Yes, significantly. Many men who report PDE5 inhibitors “don’t work” have either never tried the maximum dose or have not used them correctly (sildenafil taken with food, insufficient sexual stimulation). Optimizing the dose and conditions of use often resolves apparent non-response.

References

  1. Hatzimouratidis, K., et al. (2016). EAU guidelines on erectile dysfunction, premature ejaculation, penile curvature, and priapism. European Urology, 69(6), 1016–1032.
  2. Burnett, A. L., et al. (2018). Erectile dysfunction: AUA guideline. Journal of Urology, 200(3), 633–641.
  3. Feldman, H. A., et al. (1994). Impotence and its medical and psychosocial correlates: Results of the MMAS. Journal of Urology, 151(1), 54–61.
  4. Montague, D. K., et al. (2005). AUA guideline on the management of erectile dysfunction. Journal of Urology, 174(1), 230–239.
  5. Hatzichristou, D. G., et al. (2005). Diagnostic steps in the evaluation of patients with erectile dysfunction. Journal of Urology, 168(2), 615–620.
  6. Mulhall, J. P., et al. (2006). Penile prosthesis implantation for organic impotence: Patient and partner satisfaction. Journal of Sexual Medicine, 3(5), 901–905.
  7. Tsertsvadze, A., et al. (2009). Oral phosphodiesterase-5 inhibitors for erectile dysfunction: A systematic review and meta-analysis. Annals of Internal Medicine, 151(9), 650–661.
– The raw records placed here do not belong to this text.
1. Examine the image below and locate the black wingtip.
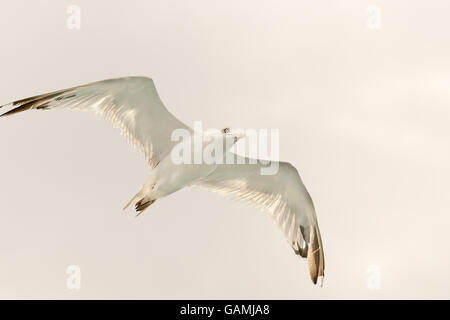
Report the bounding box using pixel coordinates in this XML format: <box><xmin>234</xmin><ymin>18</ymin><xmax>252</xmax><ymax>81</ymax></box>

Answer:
<box><xmin>0</xmin><ymin>104</ymin><xmax>31</xmax><ymax>117</ymax></box>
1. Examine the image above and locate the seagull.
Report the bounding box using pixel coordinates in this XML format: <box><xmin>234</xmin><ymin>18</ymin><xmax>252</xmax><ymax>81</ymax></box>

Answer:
<box><xmin>0</xmin><ymin>77</ymin><xmax>325</xmax><ymax>285</ymax></box>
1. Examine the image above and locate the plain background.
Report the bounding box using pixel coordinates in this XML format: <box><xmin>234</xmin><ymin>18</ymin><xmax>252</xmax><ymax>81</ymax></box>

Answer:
<box><xmin>0</xmin><ymin>0</ymin><xmax>450</xmax><ymax>299</ymax></box>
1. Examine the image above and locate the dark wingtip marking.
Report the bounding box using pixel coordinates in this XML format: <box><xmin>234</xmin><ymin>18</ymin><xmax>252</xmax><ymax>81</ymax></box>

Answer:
<box><xmin>0</xmin><ymin>104</ymin><xmax>31</xmax><ymax>117</ymax></box>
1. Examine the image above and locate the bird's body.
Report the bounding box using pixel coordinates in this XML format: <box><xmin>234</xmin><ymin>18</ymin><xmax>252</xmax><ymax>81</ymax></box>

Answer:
<box><xmin>0</xmin><ymin>77</ymin><xmax>325</xmax><ymax>283</ymax></box>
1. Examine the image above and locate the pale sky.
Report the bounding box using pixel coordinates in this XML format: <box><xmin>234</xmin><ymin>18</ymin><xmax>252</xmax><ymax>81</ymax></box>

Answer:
<box><xmin>0</xmin><ymin>0</ymin><xmax>450</xmax><ymax>299</ymax></box>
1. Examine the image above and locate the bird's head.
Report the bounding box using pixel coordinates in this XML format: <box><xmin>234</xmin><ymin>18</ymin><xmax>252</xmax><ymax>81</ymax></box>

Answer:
<box><xmin>221</xmin><ymin>128</ymin><xmax>245</xmax><ymax>143</ymax></box>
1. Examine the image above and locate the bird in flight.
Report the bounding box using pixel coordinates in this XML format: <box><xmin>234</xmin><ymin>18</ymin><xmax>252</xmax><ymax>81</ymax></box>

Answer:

  8. Corona, G., et al. (2011). Testosterone and erectile dysfunction: A meta-analysis study. Journal of Sexual Medicine, 8(1), 176–191.
  9. Nehra, A., et al. (2012). The Princeton III consensus recommendations for the management of erectile dysfunction. Mayo Clinic Proceedings, 87(8), 766–778.
  10. Vardi, Y., et al. (2012). Can low-intensity extracorporeal shockwave therapy improve erectile function?